34 Thyroid nodules are commonly encountered and are seen in up to 41 to 67% of the population on ultrasound and in up to 50% of the population on autopsy. The incidence of cancer in thyroid nodules sent for fine-needle aspiration (FNA) is 9.2 to 13%, regardless of how many nodules are present in the gland. In patients with multiple nodules, the cancer is in the nondominant nodule approximately one third of the time. Punctate, linear, eggshell, amorphous, and nodular calcifications can occur in benign and malignant thyroid tumors. Fine punctate calcifications are more characteristic of malignancy; when found within a solid nodule on ultrasound, they have been shown to predict a threefold increase in cancer risk.

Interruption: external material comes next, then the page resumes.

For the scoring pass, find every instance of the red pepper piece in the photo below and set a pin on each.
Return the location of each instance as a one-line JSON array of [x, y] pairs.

However, it has been reported that 38% of patients with microcalcifications had benign lesions. Calcifications have also been shown to become more prevalent as a patient ages and as the duration of multinodular goiter grows. Cysts have low T1-weighted and high T2-weighted magnetic resonance (MR) signal intensities. Cysts with high thyroglobulin concentrations are hyperintense on T1-weighted MR images (T1WI) and T2-weighted MR images (T2WI). Cysts with colloid or hemorrhage may also be hyperintense on T1WI. Hemorrhagic necrosis is prevalent in high-grade malignant tumors, especially in anaplastic carcinoma (60 to 70%), and less common in low-grade tumors. Hemorrhage may occasionally occur in a large goiter.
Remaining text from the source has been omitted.